Home > Our World > News > News Archives by Date > 2011 > May 2011 > News - May 2011
Jamaica event to continue focus on peace

 
Translate

1:00 P.M. EST May 11, 2011



Jan Love served as chairwoman of the WCC’s Decade to Overcome Violence for five years. A UMNS 2006 file photo by Linda Bloom.
Jan Love served as chairwoman of the WCC’s Decade to Overcome Violence for five years. A UMNS 2006 file photo by Linda Bloom.
View in Photo Gallery

Back in the early 1990s, church people active in social-justice issues began to realize that the promise for peace arising from the end of the Cold War had not been fulfilled.

Even worse, remembers Jan Love, a United Methodist then active in the World Council of Churches, was the growing concern “that religion would be used as a means to incite more violence and create more tension between ethnic groups and across nations.”

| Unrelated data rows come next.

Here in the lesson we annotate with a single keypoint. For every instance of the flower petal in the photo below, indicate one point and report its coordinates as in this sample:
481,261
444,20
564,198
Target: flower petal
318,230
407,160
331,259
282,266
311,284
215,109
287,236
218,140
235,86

The WCC Central Committee grappled with how to address such concerns. Eventually, the committee called for a “Decade to Overcome Violence” as a way to create a “sustained focus” on efforts for peace, said Love, who served as chairwoman for five years after the decade-long campaign launch in 2001.

The decade itself will culminate with the May 17-25 International Ecumenical Peace Convocation in Kingston, Jamaica, which Love, dean of Candler School of Theology in Atlanta, and a number of other United Methodists will attend.

But the work is far from over, as David Wildman, who oversees human rights and racial justice issues for the United Methodist Board of Global Ministries, can attest.

“With many governments still relying on military might to try and solve problems, it’s more important than ever for followers of the Prince of Peace to meet and share ways we as the church can know and live out ‘the things that make for peace’ in our day,” he wrote in a May 10 email message from Kabul, Afghanistan, one of the regions where war continues today.

“Let us pray that the time in Jamaica will bring renewed commitment and shared actions to putting an end to war and the massive military spending that destroys lives and communities and wastes so many of God's resources,” he added.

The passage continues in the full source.